Among those on hand to celebrate the launch of the food-to-table program were Queens County Farm Museum Executive Director Jennifer Walden Weprin, Northwell Health President and CEO Michael Dowling, Northwell Health Senior Vice President and Chief Experience Officer Sven Gierlinger and kids from Commonpoint Queens’ farm camp. Weprin emphasized the importance of serving the community when it comes to this partnership.
“[The Queens County Farm Museum] tells an incredible story about community through the centuries,” Weprin said. “Where we are today versus where we are in the 1600s, 1700s or even the early 1900. In 1926, Queens was a very agrarian community. Queens farm was the second-largest farm in Queens and the largest-valued in production. Today, we are the largest in New York City and second-oldest in New York state. It always goes back to who our community is and what we do and how we serve the public.”
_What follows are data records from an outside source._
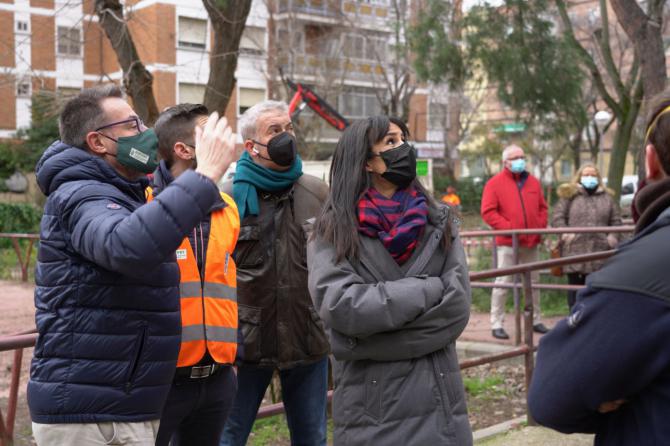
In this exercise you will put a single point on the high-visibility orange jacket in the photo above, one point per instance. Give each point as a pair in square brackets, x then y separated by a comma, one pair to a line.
[451, 199]
[209, 304]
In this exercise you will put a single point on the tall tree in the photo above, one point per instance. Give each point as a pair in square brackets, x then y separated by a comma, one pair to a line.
[228, 19]
[440, 57]
[645, 31]
[137, 80]
[533, 68]
[625, 83]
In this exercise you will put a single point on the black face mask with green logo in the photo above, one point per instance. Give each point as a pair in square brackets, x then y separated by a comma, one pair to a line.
[137, 152]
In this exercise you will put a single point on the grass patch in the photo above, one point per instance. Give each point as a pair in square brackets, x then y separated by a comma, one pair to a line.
[270, 431]
[273, 431]
[553, 302]
[9, 265]
[483, 387]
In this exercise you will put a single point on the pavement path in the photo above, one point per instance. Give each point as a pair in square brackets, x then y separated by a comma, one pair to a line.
[536, 436]
[18, 314]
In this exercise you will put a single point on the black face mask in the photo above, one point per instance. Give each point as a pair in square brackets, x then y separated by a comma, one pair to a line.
[281, 149]
[400, 165]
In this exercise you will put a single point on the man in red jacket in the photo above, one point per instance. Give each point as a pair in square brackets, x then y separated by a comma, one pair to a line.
[513, 199]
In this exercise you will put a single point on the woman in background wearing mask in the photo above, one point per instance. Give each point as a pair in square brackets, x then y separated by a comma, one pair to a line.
[585, 202]
[388, 276]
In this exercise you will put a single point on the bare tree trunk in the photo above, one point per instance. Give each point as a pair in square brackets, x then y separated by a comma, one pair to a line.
[452, 134]
[137, 81]
[628, 94]
[645, 31]
[228, 20]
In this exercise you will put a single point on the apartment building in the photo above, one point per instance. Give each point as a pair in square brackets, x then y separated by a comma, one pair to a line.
[58, 46]
[343, 50]
[339, 47]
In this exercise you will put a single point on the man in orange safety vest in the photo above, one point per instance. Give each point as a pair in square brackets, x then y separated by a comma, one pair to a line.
[205, 382]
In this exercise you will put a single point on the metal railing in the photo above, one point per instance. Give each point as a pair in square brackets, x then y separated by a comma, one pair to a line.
[23, 340]
[516, 284]
[22, 258]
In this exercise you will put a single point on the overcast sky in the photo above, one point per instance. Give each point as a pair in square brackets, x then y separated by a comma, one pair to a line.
[467, 4]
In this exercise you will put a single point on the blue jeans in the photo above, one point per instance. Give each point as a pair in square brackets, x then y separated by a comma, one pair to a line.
[196, 410]
[304, 391]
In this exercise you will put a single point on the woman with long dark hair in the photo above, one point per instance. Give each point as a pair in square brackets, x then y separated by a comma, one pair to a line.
[389, 279]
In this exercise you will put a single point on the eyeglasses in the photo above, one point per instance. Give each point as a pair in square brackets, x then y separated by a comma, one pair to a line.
[139, 125]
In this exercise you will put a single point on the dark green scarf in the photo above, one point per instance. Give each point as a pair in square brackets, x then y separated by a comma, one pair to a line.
[250, 176]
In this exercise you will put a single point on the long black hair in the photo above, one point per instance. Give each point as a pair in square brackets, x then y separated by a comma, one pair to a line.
[349, 180]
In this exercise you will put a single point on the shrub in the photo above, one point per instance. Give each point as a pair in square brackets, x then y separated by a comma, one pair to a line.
[18, 217]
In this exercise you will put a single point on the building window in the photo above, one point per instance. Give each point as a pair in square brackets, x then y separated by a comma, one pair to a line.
[192, 33]
[191, 93]
[438, 115]
[252, 41]
[566, 168]
[248, 97]
[359, 103]
[291, 40]
[23, 88]
[69, 41]
[68, 92]
[364, 47]
[21, 26]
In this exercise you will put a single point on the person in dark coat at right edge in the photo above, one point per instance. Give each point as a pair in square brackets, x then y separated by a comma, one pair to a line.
[606, 368]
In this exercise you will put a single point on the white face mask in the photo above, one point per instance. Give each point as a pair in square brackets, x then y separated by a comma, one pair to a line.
[589, 182]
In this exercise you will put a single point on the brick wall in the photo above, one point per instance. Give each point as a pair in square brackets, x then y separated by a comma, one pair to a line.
[48, 4]
[8, 99]
[165, 86]
[231, 109]
[7, 58]
[418, 108]
[153, 30]
[99, 56]
[43, 48]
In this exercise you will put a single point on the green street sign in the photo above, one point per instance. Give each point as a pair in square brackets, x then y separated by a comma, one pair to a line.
[515, 127]
[422, 168]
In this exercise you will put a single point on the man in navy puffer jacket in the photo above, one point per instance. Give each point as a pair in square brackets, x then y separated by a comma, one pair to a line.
[107, 296]
[606, 368]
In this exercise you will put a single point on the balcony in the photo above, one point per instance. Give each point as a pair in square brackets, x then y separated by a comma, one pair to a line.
[302, 64]
[321, 8]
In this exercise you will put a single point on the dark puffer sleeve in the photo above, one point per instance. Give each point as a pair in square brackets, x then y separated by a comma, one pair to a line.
[133, 242]
[432, 330]
[349, 305]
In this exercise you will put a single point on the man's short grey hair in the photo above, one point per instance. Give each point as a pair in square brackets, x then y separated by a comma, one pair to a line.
[247, 122]
[83, 114]
[508, 149]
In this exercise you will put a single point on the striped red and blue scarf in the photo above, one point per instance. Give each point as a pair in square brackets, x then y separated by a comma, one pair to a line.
[397, 221]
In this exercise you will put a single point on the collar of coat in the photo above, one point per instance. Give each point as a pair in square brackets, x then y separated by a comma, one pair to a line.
[652, 200]
[571, 190]
[162, 179]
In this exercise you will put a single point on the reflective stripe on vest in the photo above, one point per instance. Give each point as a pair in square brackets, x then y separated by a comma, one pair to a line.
[209, 309]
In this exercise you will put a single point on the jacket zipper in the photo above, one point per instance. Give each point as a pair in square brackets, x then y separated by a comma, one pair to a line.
[136, 359]
[201, 273]
[523, 206]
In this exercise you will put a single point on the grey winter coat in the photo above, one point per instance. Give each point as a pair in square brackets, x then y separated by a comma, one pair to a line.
[392, 331]
[277, 320]
[576, 208]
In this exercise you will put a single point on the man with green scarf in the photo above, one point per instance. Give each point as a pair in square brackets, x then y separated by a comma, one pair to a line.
[279, 327]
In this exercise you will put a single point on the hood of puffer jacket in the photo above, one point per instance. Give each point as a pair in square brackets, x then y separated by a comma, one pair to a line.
[62, 163]
[569, 190]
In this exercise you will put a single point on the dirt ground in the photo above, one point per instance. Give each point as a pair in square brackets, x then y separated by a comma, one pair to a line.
[18, 315]
[494, 404]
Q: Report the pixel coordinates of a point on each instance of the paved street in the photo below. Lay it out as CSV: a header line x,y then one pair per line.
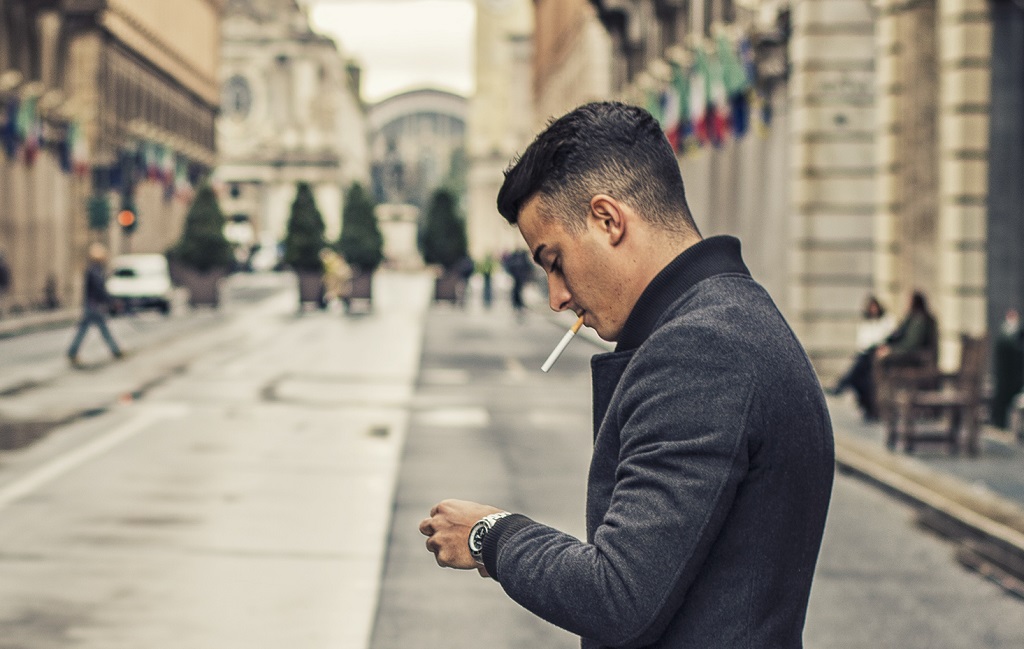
x,y
488,426
242,503
266,490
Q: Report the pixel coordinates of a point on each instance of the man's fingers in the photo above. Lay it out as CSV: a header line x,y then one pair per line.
x,y
426,527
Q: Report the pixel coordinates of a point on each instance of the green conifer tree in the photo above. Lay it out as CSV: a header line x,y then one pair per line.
x,y
304,238
360,243
444,231
203,245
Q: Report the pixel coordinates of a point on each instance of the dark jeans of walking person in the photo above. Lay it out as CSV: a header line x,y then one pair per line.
x,y
92,316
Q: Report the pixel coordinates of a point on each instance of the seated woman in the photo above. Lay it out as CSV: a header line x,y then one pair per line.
x,y
871,332
913,344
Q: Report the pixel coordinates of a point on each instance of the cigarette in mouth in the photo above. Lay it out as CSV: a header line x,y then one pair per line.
x,y
561,345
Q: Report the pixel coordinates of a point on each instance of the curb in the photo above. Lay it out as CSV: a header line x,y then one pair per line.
x,y
17,325
987,527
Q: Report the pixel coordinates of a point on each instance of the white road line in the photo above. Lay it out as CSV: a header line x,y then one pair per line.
x,y
516,372
59,466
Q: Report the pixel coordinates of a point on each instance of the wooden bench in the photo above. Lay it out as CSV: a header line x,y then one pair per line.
x,y
945,408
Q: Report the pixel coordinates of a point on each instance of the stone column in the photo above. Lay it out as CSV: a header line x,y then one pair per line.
x,y
965,44
832,242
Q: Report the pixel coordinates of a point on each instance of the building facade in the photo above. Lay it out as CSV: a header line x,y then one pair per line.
x,y
571,57
418,145
501,117
100,105
290,112
872,175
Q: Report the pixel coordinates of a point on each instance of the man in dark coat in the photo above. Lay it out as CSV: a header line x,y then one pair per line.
x,y
95,303
713,456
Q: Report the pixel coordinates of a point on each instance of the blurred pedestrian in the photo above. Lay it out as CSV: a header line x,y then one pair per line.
x,y
518,266
486,269
95,304
337,278
4,284
713,460
915,340
872,330
914,343
463,270
1008,366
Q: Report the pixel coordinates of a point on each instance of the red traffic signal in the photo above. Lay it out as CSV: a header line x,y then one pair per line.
x,y
126,218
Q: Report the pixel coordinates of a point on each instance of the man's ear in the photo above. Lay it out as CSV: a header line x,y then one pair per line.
x,y
609,216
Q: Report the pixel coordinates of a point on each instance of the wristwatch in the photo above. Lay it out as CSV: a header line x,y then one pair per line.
x,y
479,532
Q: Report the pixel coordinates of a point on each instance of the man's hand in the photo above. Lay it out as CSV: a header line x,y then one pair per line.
x,y
448,532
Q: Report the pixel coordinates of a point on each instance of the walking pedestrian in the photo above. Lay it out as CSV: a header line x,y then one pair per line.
x,y
4,283
713,461
1008,366
486,270
517,264
95,303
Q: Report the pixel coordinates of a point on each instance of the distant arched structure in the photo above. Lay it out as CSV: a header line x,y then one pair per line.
x,y
417,143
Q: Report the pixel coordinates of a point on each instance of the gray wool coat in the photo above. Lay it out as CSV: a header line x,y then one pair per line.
x,y
710,480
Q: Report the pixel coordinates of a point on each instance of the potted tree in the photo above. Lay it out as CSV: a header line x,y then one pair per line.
x,y
360,243
303,243
444,244
203,255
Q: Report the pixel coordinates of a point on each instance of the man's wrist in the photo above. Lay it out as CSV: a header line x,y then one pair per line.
x,y
479,531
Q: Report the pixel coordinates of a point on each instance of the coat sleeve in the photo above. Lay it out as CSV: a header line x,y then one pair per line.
x,y
682,455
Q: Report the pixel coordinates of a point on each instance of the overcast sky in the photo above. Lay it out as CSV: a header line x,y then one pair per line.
x,y
402,44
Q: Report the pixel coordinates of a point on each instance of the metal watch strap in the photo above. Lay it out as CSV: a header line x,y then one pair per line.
x,y
479,531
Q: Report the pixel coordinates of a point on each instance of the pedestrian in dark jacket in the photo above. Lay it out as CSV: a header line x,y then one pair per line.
x,y
95,303
713,455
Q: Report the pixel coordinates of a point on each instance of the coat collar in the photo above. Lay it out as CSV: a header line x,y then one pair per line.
x,y
710,257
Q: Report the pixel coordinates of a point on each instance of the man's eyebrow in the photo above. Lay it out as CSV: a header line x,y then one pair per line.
x,y
537,254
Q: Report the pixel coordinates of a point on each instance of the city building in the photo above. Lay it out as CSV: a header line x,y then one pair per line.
x,y
501,117
418,144
870,170
290,112
109,103
571,57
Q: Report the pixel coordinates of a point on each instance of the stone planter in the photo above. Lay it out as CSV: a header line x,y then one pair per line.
x,y
449,287
310,288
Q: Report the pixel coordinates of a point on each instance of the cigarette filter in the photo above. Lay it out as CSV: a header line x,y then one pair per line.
x,y
561,345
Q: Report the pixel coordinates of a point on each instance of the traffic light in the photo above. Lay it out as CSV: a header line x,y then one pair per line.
x,y
127,218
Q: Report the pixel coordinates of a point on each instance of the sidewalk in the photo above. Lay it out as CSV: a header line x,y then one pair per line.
x,y
35,320
978,502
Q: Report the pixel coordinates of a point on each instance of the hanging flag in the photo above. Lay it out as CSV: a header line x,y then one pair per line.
x,y
28,130
737,84
654,104
675,107
166,166
34,139
720,115
698,99
182,186
152,161
167,172
9,132
79,149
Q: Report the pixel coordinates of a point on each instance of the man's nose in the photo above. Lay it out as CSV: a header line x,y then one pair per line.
x,y
558,296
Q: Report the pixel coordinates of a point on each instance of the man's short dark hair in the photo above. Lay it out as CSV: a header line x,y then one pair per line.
x,y
603,147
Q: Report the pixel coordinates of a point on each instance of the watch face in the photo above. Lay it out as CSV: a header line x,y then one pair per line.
x,y
476,535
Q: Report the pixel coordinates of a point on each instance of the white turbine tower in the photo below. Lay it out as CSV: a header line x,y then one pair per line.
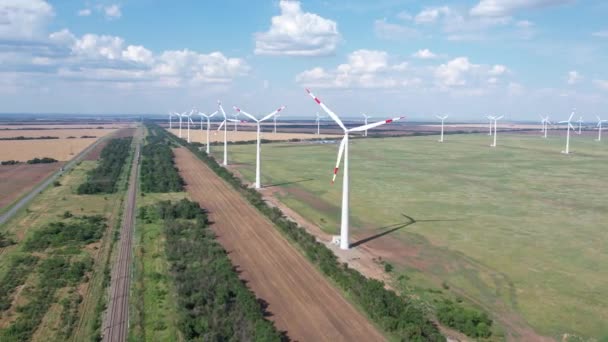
x,y
495,124
179,116
599,128
275,123
442,118
366,117
208,117
258,150
225,125
568,133
344,150
187,122
545,122
318,120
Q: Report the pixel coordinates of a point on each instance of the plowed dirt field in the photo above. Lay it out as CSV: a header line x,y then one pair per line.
x,y
301,300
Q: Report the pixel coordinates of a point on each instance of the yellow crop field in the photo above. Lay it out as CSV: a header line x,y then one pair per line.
x,y
215,136
60,133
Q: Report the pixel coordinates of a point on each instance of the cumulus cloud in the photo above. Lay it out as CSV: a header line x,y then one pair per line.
x,y
424,54
364,69
24,19
460,72
503,8
574,77
430,15
112,12
84,12
61,55
298,33
602,84
600,34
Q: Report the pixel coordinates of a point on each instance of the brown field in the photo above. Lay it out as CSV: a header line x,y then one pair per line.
x,y
198,136
64,126
60,133
17,180
301,300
Some of this program’s features include free recipes, cooking demos, tastings, games, giveaways and wellness tips. Northwell Health’s Food and Nutrition Services team curates all of this. Ingredients from the more than 200 varieties of fruits, vegetables, herbs and flowers grown at Queens Farm are showcased for people to take home.
The farm-to-table wellness program is the latest initiative from the partnership between Queens County Farm Museum and Northwell Health. A five-year partnership between the two was announced last October, with the main goal of it being to promote health and wellness from these institutions, located about a mile apart across the Queens/Long Island border. It was also formed to increase access to healthy foods across Northwell Health facilities and local communities.
“[This partnership] is very important,” Northwell Health Senior Vice President of Community and Population Health Debbie Salas-Lopez said. “It is so close to many of our hospitals. There are so many opportunities for our community to learn about farming, eating healthy, healthy habits and many other things. This is a living learning lab to teach about nutrition and healthy eating. We see this as an extension of what we do in the community.”
The food-to-table wellness program provides opportunities for the next generation of New Yorkers to learn from both New York City’s only continuous working farm and New York State’s largest private employer and health care provider in an interactive and engaging environment. In addition to offering a teaching kitchen, the program also involves registered dietitians from Northwell Health providing recommendations on how to include the farm’s healthy produce into healthy home-cooked meals and more.
“I think this is an extraordinary partnership and extraordinary opportunity,” Dowling said. “The farm is so close to our main hospitals. To be a partner with a place that’s been around since 1697 and growing organic food for the community gives us the opportunity to enter a long-term relationship with them. This is also a wonderful opportunity to work with them in providing an educational program for the community about the importance of diet and nutrition. This is a wonderful asset for the community.”
Dowling and Gierlinger also said that the kitchen food at the Northwell hospitals in the area will be made from ingredients and food at the Queens County Farm Museum. They believe this will help to benefit the patients at these facilities, as well as the staff.
“We at Northwell have put so much emphasis on food as a foundation of health,” Gierlinger said. “If everybody would live like this and eat like this, we would have a lot less patients in our hospitals with chronic diseases. Our goal is to support and help the community.”